TRILLIUM: Trilliums are the quintessential Eastern woodland wildflower. They bloom in mid-spring with three upright to reflexed colored petals set off by three triangular green sepals and three ruffly leaves. They spread slowly to form sizeable clumps if given organic soil and kept from drying out. PSH-FSH, summer dormant. Native.
New Trillium cuneatum (Whippoorwill Toadshade), 6-18”, variable flowers usually purple, strikingly variegated leaves, native.
T. recurvatum (Prairie Trillium), 6-18”, dark maroon, recurved flowers, dark green leaves with light green mottling, native to eastern North America.
New Veronica cultivars Creeping Speedwell
S-PSH 4-6” spreading groundcover
Semi-evergreen leaves with burgundy highlights in spring and fall spread to form a delicate groundcover that is excellent for edging beds. The long-flowering lavender-blue (‘Waterperry Blue’) or bright blue (‘Georgia Blue’) blooms appear from mid-spring into fall.

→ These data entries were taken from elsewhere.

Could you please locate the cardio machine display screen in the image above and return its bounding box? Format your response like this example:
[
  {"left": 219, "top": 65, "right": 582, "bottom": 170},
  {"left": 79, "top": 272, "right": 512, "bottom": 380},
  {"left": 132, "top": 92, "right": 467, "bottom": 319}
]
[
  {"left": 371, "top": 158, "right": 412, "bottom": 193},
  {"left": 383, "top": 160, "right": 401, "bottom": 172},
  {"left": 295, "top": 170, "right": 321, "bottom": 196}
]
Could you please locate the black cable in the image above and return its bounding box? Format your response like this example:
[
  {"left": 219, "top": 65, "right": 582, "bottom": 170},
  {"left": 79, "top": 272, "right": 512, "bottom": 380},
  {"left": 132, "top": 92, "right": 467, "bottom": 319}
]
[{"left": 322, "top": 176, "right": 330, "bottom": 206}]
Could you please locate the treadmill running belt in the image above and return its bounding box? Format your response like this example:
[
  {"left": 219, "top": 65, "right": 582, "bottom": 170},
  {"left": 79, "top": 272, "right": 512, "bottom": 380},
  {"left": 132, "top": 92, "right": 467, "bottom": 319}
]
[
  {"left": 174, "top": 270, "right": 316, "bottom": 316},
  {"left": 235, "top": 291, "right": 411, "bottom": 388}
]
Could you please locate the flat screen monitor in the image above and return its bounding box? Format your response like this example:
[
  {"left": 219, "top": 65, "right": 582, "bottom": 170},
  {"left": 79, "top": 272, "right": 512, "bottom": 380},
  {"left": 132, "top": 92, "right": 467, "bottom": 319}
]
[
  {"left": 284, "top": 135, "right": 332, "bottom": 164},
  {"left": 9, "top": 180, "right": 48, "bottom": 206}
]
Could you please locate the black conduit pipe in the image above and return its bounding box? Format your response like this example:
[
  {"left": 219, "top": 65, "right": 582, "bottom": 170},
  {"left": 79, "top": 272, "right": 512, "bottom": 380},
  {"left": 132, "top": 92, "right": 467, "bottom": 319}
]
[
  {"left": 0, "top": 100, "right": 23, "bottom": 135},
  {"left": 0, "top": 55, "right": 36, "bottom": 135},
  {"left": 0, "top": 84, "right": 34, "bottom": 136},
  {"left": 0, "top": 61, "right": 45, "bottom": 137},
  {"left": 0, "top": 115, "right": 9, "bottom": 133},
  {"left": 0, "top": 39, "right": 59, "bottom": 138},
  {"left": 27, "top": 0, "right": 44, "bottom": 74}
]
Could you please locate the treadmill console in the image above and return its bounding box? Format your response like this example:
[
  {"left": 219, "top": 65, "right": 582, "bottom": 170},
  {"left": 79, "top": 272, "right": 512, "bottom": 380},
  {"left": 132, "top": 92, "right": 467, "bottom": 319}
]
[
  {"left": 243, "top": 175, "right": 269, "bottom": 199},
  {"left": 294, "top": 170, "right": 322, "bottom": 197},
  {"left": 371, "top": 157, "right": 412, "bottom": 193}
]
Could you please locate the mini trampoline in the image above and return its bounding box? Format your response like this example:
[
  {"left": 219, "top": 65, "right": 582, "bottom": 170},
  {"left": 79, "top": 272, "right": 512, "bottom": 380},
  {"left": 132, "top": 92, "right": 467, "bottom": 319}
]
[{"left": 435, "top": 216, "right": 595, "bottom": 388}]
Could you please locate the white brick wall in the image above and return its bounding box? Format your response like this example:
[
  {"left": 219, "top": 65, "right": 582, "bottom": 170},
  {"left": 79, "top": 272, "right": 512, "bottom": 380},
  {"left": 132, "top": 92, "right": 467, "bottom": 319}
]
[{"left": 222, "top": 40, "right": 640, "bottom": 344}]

Although the plastic tag says full sun, I grow mine in an east facing location under a Japanese maple.
VIOLA: I have a weakness for violets and have been collecting as many kinds as I can find in a variety of colors. They are easy to grow in any soil and often make a great groundcover, even under walnuts. PSH-FSH, 4-6”, self-sow.
V. labradorica (Labrador Violet), large flush of lavender flowers in spring, reblooms reliably until heavy frost, beautiful dark purple leaves, native to U.S.
V. riviniana—dark pink form (Common Dog Violet), clear pink flowers—very unusual, recommend preorder.
V. species (White Violet), pure white flowers, spreads quickly to form excellent groundcover, native.
V. species (Yellow Violet), bright yellow flowers, recommend preorder.